When you are fighting pancreatic cancer, the most lethal of all cancers, you need all the help you can get. A team from the University of California, Los Angeles, have introduced a possible new weapon to the battlefield: saliva as a diagnostic tool that may aid in early detection of the disease.

Pancreatic Cancer
The National Cancer Institute reports that an estimated 42,470 new cases of pancreatic cancer were diagnosed in the United States in 2009, and more than 35,000 patients died of the disease. Pancreatic cancer is the fourth leading cause of cancer death in America, and the lifetime risk of developing the disease is about one in 72 for both women and men.

One factor that makes pancreatic cancer so deadly is that its typical symptoms—abdominal pain and jaundice--do not appear until the disease is in an advanced stage. Fewer than 5 percent of people who are diagnosed with pancreatic cancer live for five years, according to the World Health Organization, and full remission is a rarity. Availability of an early detection tool would be a significant step in fighting the disease.

Pancreatic cancer is also difficult to fight because the cause is not known, although experts have identified some risk factors. They include smoking (cigarette smokers are 2 or 3 times more likely than nonsmokers to develop the disease), having diabetes, being African American, and having chronic pancreatitis (an inflamed pancreas). Some studies suggest a high-fat diet and exposure to certain chemicals also increase risk of developing the disease. However, many people who have known risk factors do not get the disease.

The UCLA Study
A team of investigators from the UCLA School of Dentistry, the David Geffen School of Medicine at UCLA, the UCLA School of Public Health, and UCLA’s Jonsson Comprehensive Cancer Center have shown that a salivary diagnostic tool may be helpful in identifying and fighting the disease.
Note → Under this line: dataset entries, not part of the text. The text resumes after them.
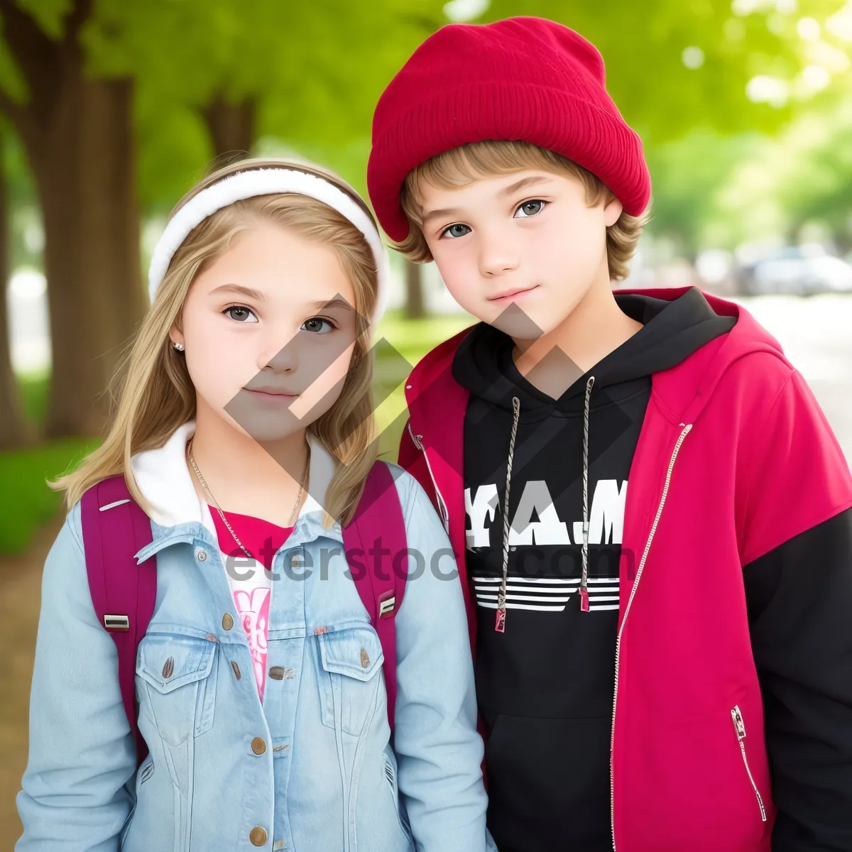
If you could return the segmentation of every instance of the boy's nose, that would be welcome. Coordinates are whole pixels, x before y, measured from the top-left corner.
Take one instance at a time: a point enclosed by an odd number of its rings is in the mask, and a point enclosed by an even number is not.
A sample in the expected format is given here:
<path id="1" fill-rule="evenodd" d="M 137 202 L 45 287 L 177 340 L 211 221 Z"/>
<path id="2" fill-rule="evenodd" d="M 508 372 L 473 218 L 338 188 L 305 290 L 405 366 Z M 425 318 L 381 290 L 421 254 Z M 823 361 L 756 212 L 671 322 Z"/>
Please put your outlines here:
<path id="1" fill-rule="evenodd" d="M 479 267 L 483 278 L 496 278 L 511 272 L 517 269 L 520 262 L 517 253 L 504 239 L 494 239 L 482 244 Z"/>

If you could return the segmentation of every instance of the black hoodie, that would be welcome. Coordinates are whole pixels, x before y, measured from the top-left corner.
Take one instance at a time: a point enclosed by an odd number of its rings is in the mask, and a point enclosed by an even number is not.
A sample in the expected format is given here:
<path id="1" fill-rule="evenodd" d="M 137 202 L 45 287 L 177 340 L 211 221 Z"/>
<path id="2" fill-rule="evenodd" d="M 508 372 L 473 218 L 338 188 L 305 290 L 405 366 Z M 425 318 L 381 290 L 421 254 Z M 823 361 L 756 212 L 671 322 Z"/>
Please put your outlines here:
<path id="1" fill-rule="evenodd" d="M 556 350 L 550 357 L 564 360 L 557 366 L 578 377 L 558 399 L 521 375 L 511 338 L 485 324 L 464 338 L 452 365 L 455 379 L 470 391 L 463 447 L 468 575 L 477 602 L 477 697 L 488 734 L 488 826 L 501 852 L 612 849 L 619 561 L 651 376 L 735 322 L 717 315 L 697 289 L 672 302 L 615 298 L 642 328 L 583 375 Z M 844 535 L 848 524 L 828 532 L 838 556 L 848 554 Z M 504 555 L 506 620 L 498 632 Z M 779 584 L 784 560 L 775 554 L 758 561 L 758 570 L 744 569 L 747 582 L 753 576 L 746 594 L 756 617 Z M 581 611 L 585 590 L 588 612 Z M 756 642 L 764 641 L 752 636 L 756 661 Z M 852 756 L 852 731 L 840 736 Z"/>

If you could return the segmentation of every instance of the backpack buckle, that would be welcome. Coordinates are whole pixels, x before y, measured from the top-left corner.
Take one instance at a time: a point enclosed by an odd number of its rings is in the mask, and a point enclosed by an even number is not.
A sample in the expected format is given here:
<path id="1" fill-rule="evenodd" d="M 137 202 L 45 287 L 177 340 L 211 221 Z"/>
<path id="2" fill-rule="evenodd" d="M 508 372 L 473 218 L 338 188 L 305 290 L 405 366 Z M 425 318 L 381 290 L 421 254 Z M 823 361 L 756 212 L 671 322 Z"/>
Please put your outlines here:
<path id="1" fill-rule="evenodd" d="M 117 633 L 127 633 L 130 630 L 130 619 L 126 615 L 105 615 L 104 627 Z"/>
<path id="2" fill-rule="evenodd" d="M 378 596 L 378 617 L 389 619 L 394 614 L 396 607 L 396 593 L 393 590 L 383 592 Z"/>

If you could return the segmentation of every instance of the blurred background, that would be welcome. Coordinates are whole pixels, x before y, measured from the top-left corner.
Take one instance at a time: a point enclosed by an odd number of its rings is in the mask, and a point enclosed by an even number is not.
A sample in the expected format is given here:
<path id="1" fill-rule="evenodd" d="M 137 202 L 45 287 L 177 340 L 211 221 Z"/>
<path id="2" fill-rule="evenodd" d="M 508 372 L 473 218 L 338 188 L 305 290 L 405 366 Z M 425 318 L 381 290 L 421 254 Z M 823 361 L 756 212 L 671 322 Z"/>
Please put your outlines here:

In the study, the senior investigator, David Wong, DMD, DMSc, and his team studied the saliva in 90 subjects. When they analyzed altered gene expression, they identified four biomarkers that differentiated pancreatic cancer patients from people who had chronic pancreatitis or who were healthy with 90 percent sensitivity and 95 percent specificity.

Although the sample size was small, the researchers believe their findings “underscore the potential for salivary diagnostics to play a pivotal role in the detection of systemic cancers and diseases,” according to Lei Zhang, PhD, a co-first author of the study and an assistant researcher at the UCLA School of Dentistry Dental Research Institute.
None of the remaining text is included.